BFI London Film Festival 2023: The Sweet East
For want of a better word, there’s something really nice in the opening act of The Sweet East. It starts with some old home-videoesque grainy footage of a young couple behaving exactly like a young couple. They’re a bit awkward around one another, but they’re full of dreams and aspirations that they aren’t shy about. There’s an air of hope which only grows when we follow them, along with their classmates, to the White House on a school trip. We learn about how it deliberately faces west to look towards the rest of the country from its eastern position, and it’s all very promising. It feels as if we’re about to get a modern bildungsroman about the forgotten neighbourhoods that lie east of the White House. Brilliant.
Then it all falls apart in spectacular fashion.
The cinematography, the locations, the actors, everything from a technical point of view is very good. What isn’t, is its bizarre narrative.
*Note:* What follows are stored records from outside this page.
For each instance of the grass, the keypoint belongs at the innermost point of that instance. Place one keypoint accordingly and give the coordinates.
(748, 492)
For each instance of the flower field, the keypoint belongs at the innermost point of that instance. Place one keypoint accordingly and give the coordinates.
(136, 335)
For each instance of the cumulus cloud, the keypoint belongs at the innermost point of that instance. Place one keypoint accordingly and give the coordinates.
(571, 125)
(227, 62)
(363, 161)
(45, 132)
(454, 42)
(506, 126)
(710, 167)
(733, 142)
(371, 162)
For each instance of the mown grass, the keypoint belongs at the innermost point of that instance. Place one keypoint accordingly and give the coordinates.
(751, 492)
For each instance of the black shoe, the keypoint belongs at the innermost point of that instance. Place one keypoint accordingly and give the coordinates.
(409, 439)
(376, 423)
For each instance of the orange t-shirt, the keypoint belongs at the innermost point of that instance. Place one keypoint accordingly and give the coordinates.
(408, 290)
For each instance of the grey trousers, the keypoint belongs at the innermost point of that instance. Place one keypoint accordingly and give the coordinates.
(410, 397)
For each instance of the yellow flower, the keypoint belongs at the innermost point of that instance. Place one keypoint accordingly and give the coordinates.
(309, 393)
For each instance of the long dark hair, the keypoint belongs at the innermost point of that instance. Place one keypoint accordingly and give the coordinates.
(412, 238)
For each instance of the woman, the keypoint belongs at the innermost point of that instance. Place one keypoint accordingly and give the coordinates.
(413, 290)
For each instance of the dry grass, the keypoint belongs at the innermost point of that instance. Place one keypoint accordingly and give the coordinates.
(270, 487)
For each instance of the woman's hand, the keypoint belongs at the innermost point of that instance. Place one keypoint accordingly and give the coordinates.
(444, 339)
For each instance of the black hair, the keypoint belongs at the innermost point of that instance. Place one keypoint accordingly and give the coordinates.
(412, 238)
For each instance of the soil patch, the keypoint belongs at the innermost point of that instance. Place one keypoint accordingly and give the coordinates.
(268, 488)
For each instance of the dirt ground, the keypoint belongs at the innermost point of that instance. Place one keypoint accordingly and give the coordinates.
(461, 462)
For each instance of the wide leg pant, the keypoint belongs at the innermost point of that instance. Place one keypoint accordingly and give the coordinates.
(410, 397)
Lillian (Talia Ryder) is the protagonist at the centre of it all, but she just isn’t at all adept at protagonising. She just aimlessly wanders from one absurd event to another, without any influence as to what’s going on.
The problem as well, is that these absurd events aren’t given the gravity that they warrant at all. There’s neo-Nazis, a religious cult, and themes of abuse in Hollywood, but Lillian is just present for it all. She never seems all that bothered by what she’s being drawn into, and it’s hard to gauge how we should feel about it because of that. There are sequences during the neo-Nazi segment that feel as if she’s just happy enough to be there because she shows such little interest in it that the assumption becomes that it must be a familiar environment. The problem doesn’t seem to be Talia Ryder’s interpretation of the material, though. It’s just written in such a flimsy manner that it’s impossible to latch onto anything. Even with such extreme contextual elements.
It does feel as if it’s trying to achieve something akin to an anti-Forrest Gump effect. Where Forrest Gump told the story of the USA by hanging all of its history on one otherwise unremarkable man, The Sweet East seems to be attempting to show its country’s present and future flaws by putting Lillian through them all. That’s a brilliant concept, but its execution doesn’t really land. It only ever leads to melancholy, and while that’s an interesting piece of commentary, it’s an incomplete conclusion without any opposition.